Alcuni di noi si sentono riposati dopo aver dormito sei ore, altri invece necessitano di diverse ore di sonno in più: questo dipende in parte dalle abitudini, ovvero dalla consuetudine che il nostro organismo ha "appreso", ma anche dall'eventuale presenza di alcuni disturbi emozionali e psicologici, come l'ansia, in grado di influenzare notevolmente sia la quantità che la qualità del sonno.

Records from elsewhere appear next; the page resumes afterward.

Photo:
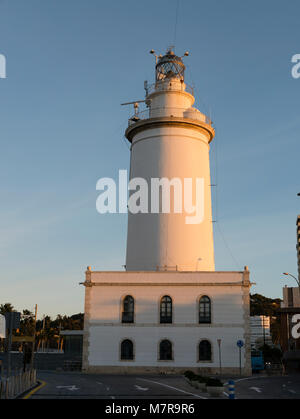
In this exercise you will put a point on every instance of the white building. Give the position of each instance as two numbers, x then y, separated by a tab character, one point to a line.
170	311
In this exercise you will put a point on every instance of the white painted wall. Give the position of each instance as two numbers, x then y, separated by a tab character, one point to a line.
158	240
106	331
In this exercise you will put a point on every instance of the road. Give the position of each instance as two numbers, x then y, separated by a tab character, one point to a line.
62	385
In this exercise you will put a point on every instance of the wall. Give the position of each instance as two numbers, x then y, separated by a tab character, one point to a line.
104	330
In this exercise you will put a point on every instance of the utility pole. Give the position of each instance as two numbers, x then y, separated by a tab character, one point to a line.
220	357
33	342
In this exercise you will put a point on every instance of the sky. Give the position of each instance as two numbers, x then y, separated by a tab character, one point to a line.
70	64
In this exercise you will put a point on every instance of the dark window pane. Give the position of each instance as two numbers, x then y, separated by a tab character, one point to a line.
165	350
127	350
166	310
205	310
204	351
128	310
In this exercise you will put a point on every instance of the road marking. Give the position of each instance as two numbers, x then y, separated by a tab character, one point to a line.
173	388
43	383
258	390
292	391
70	388
141	388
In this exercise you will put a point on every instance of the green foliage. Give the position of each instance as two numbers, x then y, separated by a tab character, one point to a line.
47	330
263	306
6	308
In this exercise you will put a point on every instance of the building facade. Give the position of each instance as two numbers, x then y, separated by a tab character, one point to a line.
170	310
139	322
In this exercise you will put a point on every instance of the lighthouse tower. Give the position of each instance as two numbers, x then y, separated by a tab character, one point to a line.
169	311
171	141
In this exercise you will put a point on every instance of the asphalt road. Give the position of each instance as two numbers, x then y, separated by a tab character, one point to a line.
62	385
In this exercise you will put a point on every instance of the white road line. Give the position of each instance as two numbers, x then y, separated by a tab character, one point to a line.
173	388
292	391
258	390
141	388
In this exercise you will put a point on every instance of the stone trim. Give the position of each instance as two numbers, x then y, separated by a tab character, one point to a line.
127	370
151	123
95	323
165	284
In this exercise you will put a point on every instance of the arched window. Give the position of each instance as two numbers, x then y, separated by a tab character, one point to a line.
205	351
166	309
205	310
165	350
127	350
128	310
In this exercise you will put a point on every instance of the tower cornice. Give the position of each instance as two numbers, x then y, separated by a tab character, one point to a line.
151	123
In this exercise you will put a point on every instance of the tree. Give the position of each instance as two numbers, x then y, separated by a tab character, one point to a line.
6	308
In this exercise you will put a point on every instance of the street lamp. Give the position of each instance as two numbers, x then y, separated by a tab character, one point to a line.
287	274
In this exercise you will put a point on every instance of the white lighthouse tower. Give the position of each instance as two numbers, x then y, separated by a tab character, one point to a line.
169	311
170	141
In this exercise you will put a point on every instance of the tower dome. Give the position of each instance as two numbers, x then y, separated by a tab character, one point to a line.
170	66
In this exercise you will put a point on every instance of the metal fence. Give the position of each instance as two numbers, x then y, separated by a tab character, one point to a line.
18	383
167	111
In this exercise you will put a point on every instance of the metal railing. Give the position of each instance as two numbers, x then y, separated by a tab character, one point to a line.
165	86
190	113
13	386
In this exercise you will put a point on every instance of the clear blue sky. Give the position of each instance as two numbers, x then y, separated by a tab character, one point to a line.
70	63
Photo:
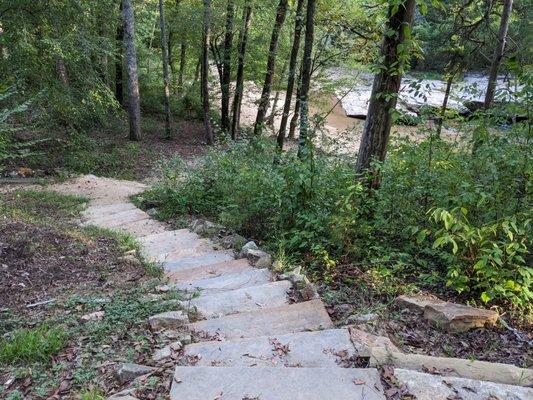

Tra le abitudini che citavamo precedentemente non vi sono, poi, solo quelle relative all'ora in cui ci si mette a letto, ma anche quelle che caratterizzano uno stile di vita più o meno corretto (o viceversa): se per esempio beviamo molto caffé durante la giornata, o abbiamo la tendenza a consumare cene particolarmente abbondanti, magari a tarda ora, faciliteremo non poco l'insorgere dell'insonnia.
Per impostare un trattamento adeguato del problema è necessario distinguere da caso a caso, tenendo presente che l'insonnia può presentarsi come:
1) sintomo primario o secondario di determinate patologie, fisiche o psicologiche (come per esempio il dolore nel primo caso, o la depressione nel secondo) per le quali andranno predisposte le relative terapie;
2) effetto secondario di un disturbo del sonno (apnee, narcolessia, mioclonismo...);
3) riflesso di una condizione socio-ambientale (innanzitutto lo stress);
4) effetto di sostanze d'abuso.
COSA FARE CONTRO L'INSONNIA
- Individuare la causa o le cause della propria insonnia, prima di intraprendere qualsiasi tipo di trattamento.
- Imparare a rilassarsi (praticando per es. yoga, o frequentando un corso di rilassamento): l'ansia e lo stress sono i principali imputati del problema.
- Seguire, il più possibile, uno stile di vita sano e corretto.
- Se l'insonnia è legata ad una specifica dipendenza, farsi seguire con un adeguato trattamento farmacologico, ed associare un supporto psicologico.
- Curare la cosiddetta "igiene del sonno", ovvero fare PREVENZIONE seguendo alcune semplici regole: cercare di andare a dormire sempre alla stessa ora, evitare di dormire durante il pomeriggio o comunque non superare i venti minuti quando si ha realmente necessità di fare un "riposino pomeridiano"; evitare un consumo eccessivo di sostanze eccitanti come té, cacao, guaranà, caffé o ginseng; non fumare; non andare a dormire subito dopo aver mangiato e, possibilmente, evitare anche l'alcool: questo infatti può portare sonnolenza nell'immediato, ma anche causare successivi risvegli notturni.
- Se non si hanno problemi di intolleranza, bere del latte caldo prima di coricarsi (il latte contiene un aminoacido essenziale, il triptofano, che svolge una naturale azione sedativa).
- Quando è possibile, alzarsi presto la mattina ed addormentarsi entro la mezzanotte.
- Assicurarsi che la stanza in cui si dorme sia silenziosa (all'occorrenza utilizzare dei tappi per le orecchie).
- Controllare che la temperatura sia adeguata, perché sia il caldo che il freddo rendono più difficile dormire bene.
- Vestirsi in maniera comoda.
- Una volta coricati, cercare di concentrare l'attenzione su qualche cosa di piacevole, distogliendola dalle preoccupazioni.
- Imparare delle tecniche di respirazione che possano favorire un buon sonno.
- Dedicarsi all'attività sessuale prima di addormentarsi: oltre ad essere piacevole è un'ottima strategia, poiché questa causa la produzione di alcuni ormoni che favoriscono il sonno.
- Fare un bagno (non troppo) caldo prima di andare a letto.
ALCUNE COSE DA NON FARE:
- Assumere farmaci ipnotici-sedativi senza prescrizione medica, durante la gravidanza o l'allattamento, o assumerli oltre il termine stabilito dal medico.
- Andare a letto essendo stressati ed ansiosi.
- Condurre una vita sedentaria.
- Utilizzare il computer fino ad un attimo prima di coricarsi.
- Digiunare (la fame causata dall'ipoglicemia è causa diretta di insonnia).
- Guardare trasmissioni horror e/o contenenti scene violente prima di andare a letto, specialmente se si sa di essere particolarmente sensibili rispetto a questo genere di programmi.